Le travail de la Haute Assemblée est d’essayer de trouver cette vérité constitutionnelle à laquelle nous aspirons.
Dans les propos tenus au cours de la première lecture et réitérés il y a quelques minutes, le Gouvernement nous dit qu’il entend rehausser la protection de l’environnement ; il ajoute, quelques secondes plus tard, que cette garantie ne changera finalement pas grand-chose ; enfin, il affirme qu’il s’agit d’exiger quasiment une obligation de résultat…
De deux choses l’une, soit « garantir » a un vrai sens et une vraie portée, et alors il faut s’en expliquer clairement, soit nous sommes là pour entériner ce que la Convention citoyenne a proposé, dans une démarche que l’on peut estimer légitime, mais dont il nous revient à nous, parlementaires et constitutionnalistes pour la circonstance, d’apprécier la réalité des effets.
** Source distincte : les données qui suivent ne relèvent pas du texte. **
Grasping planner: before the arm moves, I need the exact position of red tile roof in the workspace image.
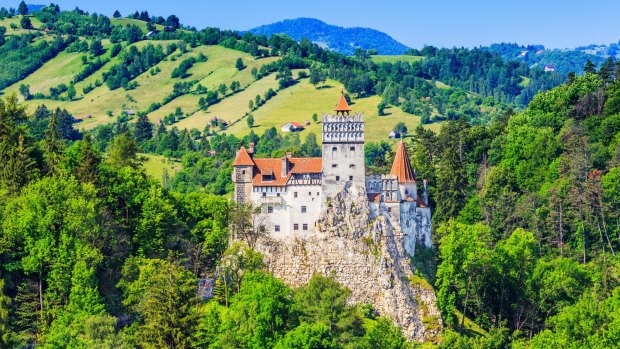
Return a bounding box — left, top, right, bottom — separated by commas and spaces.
334, 94, 351, 111
366, 193, 381, 202
233, 147, 254, 166
390, 141, 415, 183
252, 158, 323, 187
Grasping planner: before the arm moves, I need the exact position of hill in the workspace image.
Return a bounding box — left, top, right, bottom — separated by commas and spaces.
249, 18, 408, 56
0, 7, 561, 142
482, 43, 604, 75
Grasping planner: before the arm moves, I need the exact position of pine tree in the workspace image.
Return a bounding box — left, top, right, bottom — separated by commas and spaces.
17, 0, 28, 16
133, 113, 153, 143
583, 59, 596, 74
0, 279, 12, 348
43, 109, 64, 175
75, 136, 100, 183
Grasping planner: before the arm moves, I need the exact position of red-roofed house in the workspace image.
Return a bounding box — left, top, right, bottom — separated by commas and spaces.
232, 95, 431, 255
282, 121, 304, 132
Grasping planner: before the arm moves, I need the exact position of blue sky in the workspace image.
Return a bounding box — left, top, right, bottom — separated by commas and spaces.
0, 0, 620, 48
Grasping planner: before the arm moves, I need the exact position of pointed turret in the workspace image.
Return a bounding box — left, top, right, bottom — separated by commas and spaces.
233, 147, 254, 166
334, 91, 351, 115
390, 141, 415, 183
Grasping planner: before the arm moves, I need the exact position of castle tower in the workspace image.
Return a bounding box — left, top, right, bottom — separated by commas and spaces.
390, 141, 418, 200
232, 144, 254, 203
322, 94, 366, 203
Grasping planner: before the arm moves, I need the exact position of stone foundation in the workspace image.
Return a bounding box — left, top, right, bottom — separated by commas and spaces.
257, 187, 443, 341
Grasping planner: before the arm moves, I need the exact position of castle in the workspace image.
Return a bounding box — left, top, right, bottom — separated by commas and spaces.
232, 95, 432, 256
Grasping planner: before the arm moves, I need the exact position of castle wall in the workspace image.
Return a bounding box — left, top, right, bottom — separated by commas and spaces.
322, 115, 366, 203
232, 166, 253, 203
252, 185, 321, 238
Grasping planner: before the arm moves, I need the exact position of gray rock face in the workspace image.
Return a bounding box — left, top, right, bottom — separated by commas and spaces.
257, 187, 443, 341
Nous avons toujours dit à cette tribune que nous souhaitions naturellement que les parlementaires assument cette responsabilité de constitutionnalistes, en ne permettant pas au Conseil constitutionnel de devenir un véritable gouvernement des juges. C’est pourquoi la précision est nécessaire.
Le Sénat est donc saisi, en deuxième lecture, d’un projet de loi constitutionnelle complétant l’article 1er de la Constitution et relatif à la préservation de l’environnement, modifié par l’Assemblée nationale en deuxième lecture le 11 mai dernier.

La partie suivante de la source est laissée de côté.